Single-Particle Reconstructions

Another notable development has been the application of single-particle microscopy techniques in the physical sciences. Well established in the biological sciences e. g., [26.196, 26.197, 26.5], single-particle methods involve recording many thousands of images of identical particles (e. g., viruses) at different orientations and using the ensemble of images to reconstruct the particle in 3-D. Single-particle methods in materials science have been more limited by virtue of the fact that significant populations of identical or near identical specimens (usually nanoparticles) are less common. However, there do exist certain magic number atomic clusters and nanoparticles whose configurations can be particularly stable, and for which single-particle approaches can be used. While the identification of magic nanoparticle morphologies from comparison of 2-D (S)TEM images to model structures has long been performed, Azubel et al [26.90] recently adapted low-dose aberration-corrected TEM and SPM approaches to determine the 3-D atomic structure of \(\mathrm{Au_{68}}\) nanoparticles.

Park et al [26.95] determined the structure of few-nm Pt nanoparticles at near atomic resolution using single particle methods by exploiting free rotation of the nanoparticles in a graphene liquid cell to obtain multiple viewing angles. This approach not only enabled the study of unique nanoparticles and their defects, but is also significant in extending 3-D electron microscopy to address in-situ contexts. The use of direct electron detection to obtain high-quality, low-dose, and rapidly acquired images of particles (that are undergoing motion) mirrors the successful exploitation of this new technology in biological contexts [26.198, 26.199].

Machine Learning

An increasingly pertinent need is to extract information content efficiently from potentially large multidimensional ET data sets. Often, this involves reducing the data down to a more manageable size. Here multivariate statistical analysis or machine learning methods can be of particular value. These can be used for improvement of signal to noise, but also provide powerful separation of significant components in data in a more objective manner. Examples of use in ET include principal component analysis and independent component analysis [26.107, 26.200], and nonnegative matrix factorization [26.104, 26.124, 26.201]. As an example, Fig. 26.37 shows how component analysis can be carried out successfully on a tilt series of EDX spectrum images of an Ni base superalloy to discover that there are six components of interest in the sample with corresponding loading maps at each tilt.

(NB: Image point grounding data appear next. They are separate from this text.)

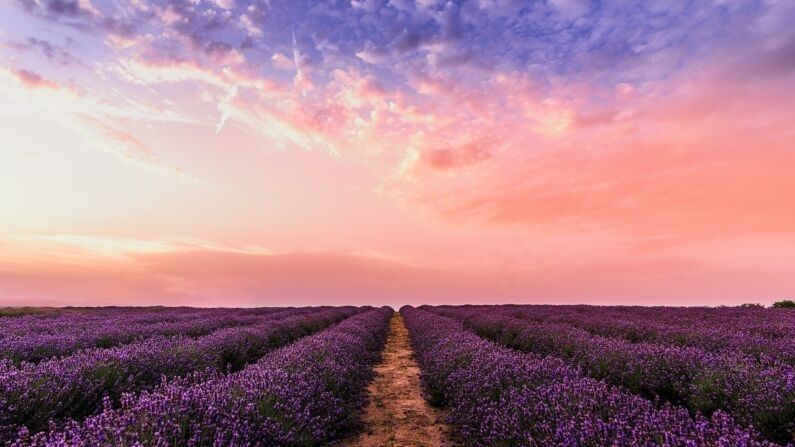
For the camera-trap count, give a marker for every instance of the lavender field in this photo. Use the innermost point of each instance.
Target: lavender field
(509, 375)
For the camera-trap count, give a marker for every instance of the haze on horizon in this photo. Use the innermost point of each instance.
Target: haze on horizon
(264, 152)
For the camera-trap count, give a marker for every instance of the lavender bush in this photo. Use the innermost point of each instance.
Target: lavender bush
(499, 397)
(757, 392)
(31, 395)
(305, 394)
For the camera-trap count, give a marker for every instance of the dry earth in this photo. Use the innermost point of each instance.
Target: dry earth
(397, 414)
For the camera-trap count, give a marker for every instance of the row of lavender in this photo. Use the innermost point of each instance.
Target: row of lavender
(32, 395)
(305, 394)
(497, 396)
(756, 392)
(758, 332)
(36, 338)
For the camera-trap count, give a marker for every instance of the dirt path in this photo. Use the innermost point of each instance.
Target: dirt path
(397, 414)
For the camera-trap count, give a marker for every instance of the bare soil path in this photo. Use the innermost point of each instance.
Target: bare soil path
(397, 414)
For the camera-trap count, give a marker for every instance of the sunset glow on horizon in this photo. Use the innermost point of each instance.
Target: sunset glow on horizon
(267, 153)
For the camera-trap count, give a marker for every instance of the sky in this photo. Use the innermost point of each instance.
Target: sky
(266, 152)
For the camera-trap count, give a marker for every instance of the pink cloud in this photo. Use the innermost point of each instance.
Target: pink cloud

Those loading maps may be used as input to reconstructions so as to form a 3-D loading map indicating where that EDX component dominates in the specimen volume.

Fig. 26.37

(a) A HAADF STEM image of a region close to the tip of the needle and 2-D element maps of the major alloying elements extracted from EDX spectra. (b) A scree plot of the 50 principal components. (c) Independent component weightings (IC#0–IC#4) at \({-}\)30\({}^{\circ}\) tilt and (d) their corresponding component spectra. (e) Orthoslices of the reconstructions of two independent components. (f) Segmentation and visualization of the \({\upgamma}^{\prime}\) strengthening phase after ellipsoid fitting. From [26.200], published under CC-BY license

Model-Based Reconstructions

Another way in which electron tomographic reconstruction may be improved is through better modeling of the electron–specimen interactions. Typically, as alluded to already, the signal used for conventional tomographic reconstruction should be a monotonic function of a projected physical quantity, such as composition or thickness—the projection requirement, However, as ET expands into increasing use of analytical signals, probing perhaps more complex properties or with more complex electron–specimen interactions, deviations from the projection requirement will need to be accounted for. Thus, the recent expansion of ET reconstruction methods incorporating constraints is being accompanied by more comprehensive modeling of signal formation processes as part of the reconstruction scheme [26.202]. Model-based reconstruction approaches offer the ability to account for and utilize signals that are not simple projections. As well as improving the fidelity of established imaging modes, where violation of the projection requirement has been tolerated, they offer scope for significantly broadening the range of properties and phenomena that can be studied by ET. Figure 26.38, for example, summarizes a model-fitting approach developed by Collins et al [26.201], matching simulated and experimental EEL spectra, for refinement of the underlying charge density of the individual localized surface plasmon eigenmodes.

Fig. 26.38

(a) Summary of key processing steps in eigenmode tomography. (b) Electron tomography and tilt series EELS of the surface plasmon modes of a silver right bipyramid on a \(\mathrm{MoO_{3}}\) substrate. Surface representation of a CS-ET reconstruction with the zero tilt HAADF micrograph and a plan-view perspective of the right bipyramid. The inset scale bar is 25 nm. Surface mesh used for simulations. Spectral NMF decomposition factors corresponding to surface plasmon mode excitations. HAADF images, experimental NMF component maps, and simulated loss probability maps at the corresponding tilt angles. (c) Calculated corner (dipole) eigenmode and corresponding surface charge reconstructions for a silver right bipyramid on a \(\mathrm{MoO_{3}}\) dielectric substrate. Reprinted with permission from [26.201] published under ACS AuthorChoice License, permissions requests should be directed to the ACS

26.6 Segmentation, Visualization, and Quantitative Analysis

In order to analyze a tomogram quantitatively, for example to determine surface area, volume fraction, crystallography, or porosity, it must first be segmented. This involves assigning each voxel in the tomogram to a feature of interest, for instance a nanoparticle, the vacuum, or the substrate. Segmentation is based upon classifying the voxels based on some similarity metric, such as their intensity, spatial location, or local characteristics such as the image gradient or textural patterns. The difficulty in achieving segmentation of ET reconstructions has meant that, often, they have been treated only in a qualitative manner. Alternatively, in a number of cases where segmentation has been achieved, it has only been through labor intensive manual procedures, in which the identification of features and delineation of their boundaries is open to individual interpretation. Indeed, segmentation can be the most time-consuming part of the ET work flow. Image processing techniques may facilitate automated or semi-automated segmentation, and recognition of their important role in ET has gradually grown over recent years in both the biological and the physical sciences.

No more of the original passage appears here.